While Exelon (NYSE:EXC) is still looking to shore up the economic future of certain Midwest nuclear units, the company is heartened by recent action by Illinois lawmakers requiring state regulators to study the implications of premature nuclear plant retirements.
The Illinois House passed HR 1146 in late May that calls upon various state agencies to study ways to best support Illinois nuclear plants. The affected state agencies are directed to report their findings to the General Assembly and Gov. Pat Quinn (D). The findings should be reported between Nov.15 and when the 98th General Assembly adjourns.
The resolution directs the state Department of Commerce and Economic Opportunity to prepare a report showing how premature closing of existing nuclear plants in Illinois will affect jobs and business. The Illinois EPA is instructed to prepare a report on how premature retirements of nuclear units would affect greenhouse gas emissions.
The Illinois Power Agency is directed to prepare a report showing how nuclear plant retirements would affect reliability and capacity for the Midwest region. In addition, the Illinois Commerce Commission is urged to prepare a report on how transmission infrastructure might be expanded “to allow Illinois to transport clean electricity to other parts of the nation.”

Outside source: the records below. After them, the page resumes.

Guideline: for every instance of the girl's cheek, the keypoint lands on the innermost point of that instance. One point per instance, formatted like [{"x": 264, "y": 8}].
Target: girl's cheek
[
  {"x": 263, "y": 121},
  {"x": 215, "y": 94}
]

An Exelon spokesperson told GenerationHub that Exelon has committed to Gov. Quinn and Illinois House and Senate leadership, labor leaders and other stakeholders that the company won’t make any decisions about its economically challenged nuclear plants in Illinois before June 2015.
“We look forward to working with policymakers, our friends in labor, and other key stakeholders to find needed long-term solutions and bring about necessary reforms,” the Exelon spokesperson said.
Exelon nuclear plants in Illinois include Braidwood, Byron, Clinton, Dresden, LaSalle and Quad Cities.
Early this year, Exelon CEO Chris Crane said some of the nuclear units were struggling financially and could be in danger of premature retirement. Crane has said that baseload nuclear power is not fully valued in the current marketplace. He also faulted subsidized renewable energy for distorting the market.
Crane then said in May in Washington, D.C., that the situation has improved somewhat in recent months.
The Illinois House resolution says that Illinois nuclear plants account for over half of the state’s total electricity generation and 92% of the state’s non-carbon electric generation.
When asked about the U.S. EPA’s recently-announced rule proposal to cut CO2 emissions 30% below 2005 levels by 2030, the Exelon spokesman said the company is still reviewing it.
“We are pleased that the draft rule recognizes the critical importance of supporting the continued operation of the nation’s nuclear fleet. Our fleet provides around the clock, emissions-free energy that performs during all weather conditions, including times of severe weather like the polar vortex,” the Exelon spokesman said.
“We look forward to working with EPA and key stakeholders in the coming months as the rule is finalized,” the company spokesperson said.
When asked if the EPA rule proposal could make Exelon re-think its earlier decision to retire Oyster Creek by the end of 2019, the spokesman was non-committal.
“Exelon has not changed its plans to operate Oyster Creek until 2019. As always, we continually review the economic viability of all our generating units,” the spokesperson said.